FCA lands ex-BAML trader with market abuse fine

The FCA has fined the BAML broker over £60,000 for creating a "false and misleading impression” of supply and demand.

The UK’s Financial Conduct Authority (FCA) has handed a former Bank of America Merrill Lynch (BAML) bond trader a fine for engaging in market abuse.

Paul Walter received the penalty of £60,090 after the regulatory watchdog found he had created a “false and misleading impression” of supply and demand in the market for Dutch State Loans (DSL).

The FCA said he did this on 12 occasions in July and August 2014, resulting in profit of €22,000 to his trading book.

“Market manipulation undermines market integrity and confidence,” said Mark Steward, executive director of enforcement and market oversight at the FCA.

“The FCA will be vigilant in detecting abusive practices and will take robust action to protect issuers and participants from all over the world from the harm caused by such abuse.” 

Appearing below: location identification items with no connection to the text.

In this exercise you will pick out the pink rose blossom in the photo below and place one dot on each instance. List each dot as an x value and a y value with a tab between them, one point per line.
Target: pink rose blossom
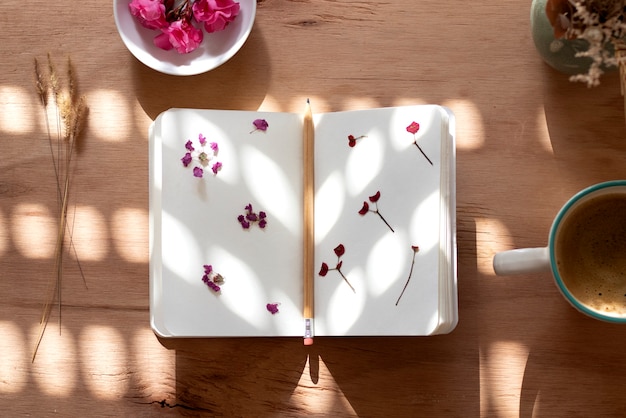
150	13
181	35
215	14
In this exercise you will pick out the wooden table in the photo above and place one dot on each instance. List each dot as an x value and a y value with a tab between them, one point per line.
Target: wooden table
527	140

According the UK regulator, Walter entered a series of quotes that became the best bids on BrokerTec on 11 occasions, giving the impression that he was a buyer in a DSL.

The FCA discovered that other market participants who were tracking his quotes with algorithms followed him in response and raised their bids, before he then sold to those other participants and cancelled his own quote. 


Despite placing quotes that suggested he wanted to buy, he actually sold the DSL, the FCA said.